Mas a dor de garganta é preocupante, por outra razão: "Muitas dores de garganta estão relacionadas com amigdalites purulentas, que necessitam de antibiótico. E isso leva-nos a ter de observar o doente." Rui Nogueira não consegue dizer com exatidão se essa é uma característica desta segunda vaga. Ou se, por outro lado, "agora estamos a aprender mais". O médico sublinha que "temos muito mais casos, quatro vezes mais do que tínhamos na primeira vaga. É uma casuística maior, vamos encontrar mais características em cada doente", conclui, perante a incerteza - que afinal é característica deste novo vírus: "Não sei se na primeira vaga também seria assim e nós não demos assim tanta conta."

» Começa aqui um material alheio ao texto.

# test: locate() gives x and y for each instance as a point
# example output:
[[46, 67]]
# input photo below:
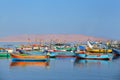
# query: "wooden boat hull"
[[64, 54], [29, 57], [7, 55], [98, 56], [116, 52], [100, 51], [23, 64]]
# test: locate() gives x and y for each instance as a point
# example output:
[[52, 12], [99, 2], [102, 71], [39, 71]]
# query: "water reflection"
[[83, 63], [27, 63]]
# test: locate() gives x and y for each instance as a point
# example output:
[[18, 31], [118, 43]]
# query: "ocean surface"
[[60, 69]]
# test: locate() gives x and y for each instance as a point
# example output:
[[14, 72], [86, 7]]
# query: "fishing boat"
[[4, 54], [18, 57], [97, 48], [98, 56], [23, 64], [82, 63], [116, 52]]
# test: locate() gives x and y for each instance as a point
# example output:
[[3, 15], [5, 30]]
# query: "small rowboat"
[[29, 57]]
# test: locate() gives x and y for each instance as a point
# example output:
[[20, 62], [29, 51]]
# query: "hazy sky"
[[99, 18]]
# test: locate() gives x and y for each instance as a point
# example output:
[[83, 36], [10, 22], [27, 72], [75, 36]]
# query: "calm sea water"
[[60, 69]]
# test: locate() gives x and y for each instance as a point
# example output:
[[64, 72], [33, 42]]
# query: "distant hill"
[[48, 37]]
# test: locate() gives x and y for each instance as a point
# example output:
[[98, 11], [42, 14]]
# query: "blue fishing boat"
[[98, 56], [82, 63], [116, 52]]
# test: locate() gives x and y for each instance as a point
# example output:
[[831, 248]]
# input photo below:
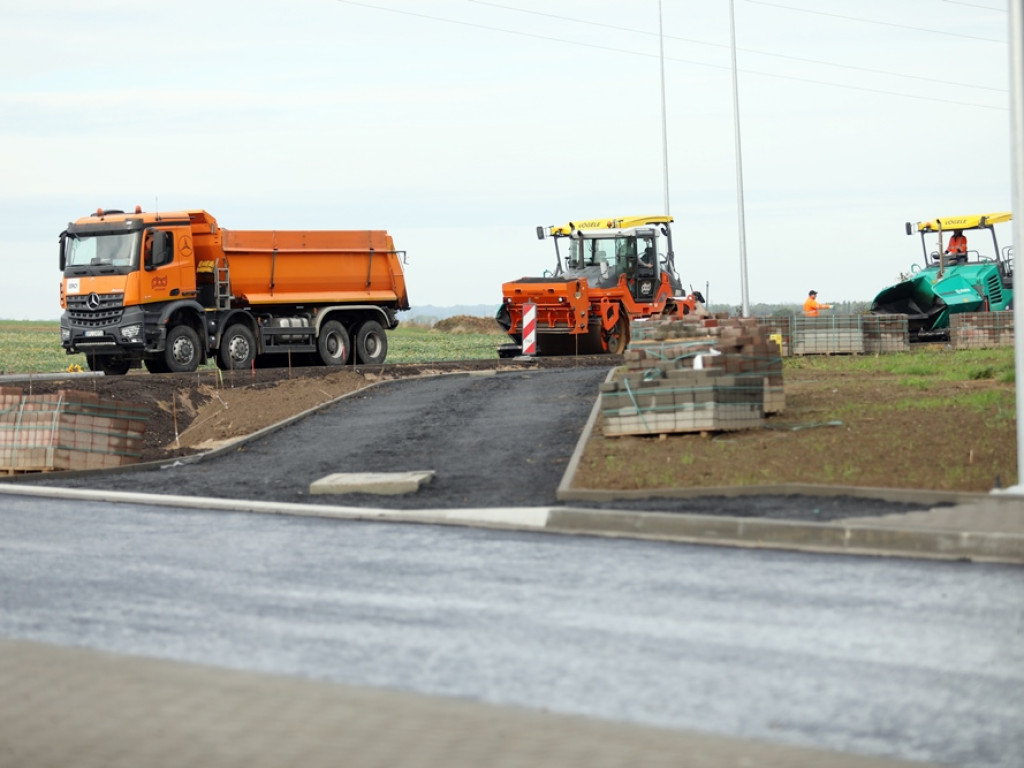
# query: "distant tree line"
[[768, 310]]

Inês Gonçalves, que já morou em vários países, vive agora em Bruxelas. Faz parte dos primeiros portugueses infetados com covid-19. Chegou a Portugal em março, vinda da Holanda, e por isso foi considerada "um caso importado". A jovem de 26 anos começou a sentir-se doente e percebeu que, por lá, "só estavam a tratar doentes graves". Numa altura em que se sabia muito pouco sobre a doença e apenas alguns sintomas eram conhecidos, comprou uma máscara, um bilhete de avião e voltou rapidamente para Portugal. Ficou em isolamento desde que chegou, até conseguir falar com a linha SNS 24, e finalmente fazer teste, que daria positivo. Aliás, só ao fim do terceiro teste deu negativo, mais de um mês depois.

A doença, para ela, durou cerca de 15 dias. "Durante esse tempo tive febre, também dificuldade em respirar e até subir as escadas me cansava. Estive uns cinco dias assim, dormia de noite e de dia. Depois dessa primeira semana, tive tosse durante mais uma semana. Mas tudo começou com cansaço extremo, dor de cabeça e febre." Nunca teve perda de olfato, de paladar ou dor de garganta. Um mês depois sentia-se bem, como dantes, sem qualquer sequela. No final do verão mudou-se para a Bélgica.

A Direção-Geral da Saúde (DGS) refere que "os sinais e sintomas da covid-19 variam em gravidade, desde a ausência de sintomas (sendo assintomáticos) até febre (temperatura igual ou superior 38º C), tosse, dor de garganta, cansaço e dores musculares". Nos casos mais graves, a DGS indica "pneumonia grave, síndrome respiratória aguda grave, septicemia, choque sético e eventual morte".

A autoridade de saúde nacional afirma que mais recentemente foi "verificada anosmia [perda do olfato] e em alguns casos a perda do paladar, como sintoma da covid-19". "Existem evidências da Coreia do Sul, da China e de Itália de que doentes com covid-19 desenvolveram perda parcial ou total do olfato, em alguns casos na ausência de outros sintomas", lê-se no site da DGS.

A investigação sobre o novo coronavírus prossegue, uma vez que permanece a incógnita sobre muitos os efeitos da doença nas pessoas, quais as sequelas, bem como as formas de transmissão do vírus.